My family background is Empire on my father's side and Holocaust on my mother's side. My Russo/German/Jewish mother Elisabeth Furse was a member of the SOE Escape Lines in France and a founder member of the Association of Cinematograph and Television Technicians (ACTT). She married my father Patrick Furse, artist son of Sir Ralph Furse, former Head of Recruitment at the Colonial Service, after divorcing Peter Haden-Guest, then a dancer. They opened a bistro behind London's Royal Court Theatre which became known in the 1950's and 1960's for my mother's eccentric ways. The arts characterise the families and their branches, including the Whistler, Ravilious, Newbolt and Duckworth relatives.

My early background mixed research for leading UK documentary filmmakers Roger Graef on The Space Between Words and Mike Grigsby on A Life Apart with assistant directing on feature films in the UK and Ireland including Roman Polanski’s Macbeth.
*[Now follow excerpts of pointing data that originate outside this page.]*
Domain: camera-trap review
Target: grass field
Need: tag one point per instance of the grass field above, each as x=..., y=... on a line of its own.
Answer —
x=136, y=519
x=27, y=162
I then worked as associate producer/production manager/1st assistant director on low-budget feature films, TV series and drama shorts with independent British filmmakers like Karl Francis, Nick Gifford, Maurice Hatton and Angela Pope.

I later resumed working with Michael Grigsby as his creative collaborator on Living On The Edge and The Time Of Our Lives and as director/writer with Roger Graef as my executive producer on an autobiographical documentary Looks That Kill. (see Acknowledgements)

Mike went on to be the subject of major retrospectives at the UK's National Film Theatre (2004) and France's Dinard Film Festival (2006) in which the three films I worked on with him were highlighted. Roger Graef became the first documentarist to receive the prestigious BAFTA Lifetime Achievement Award in 2004.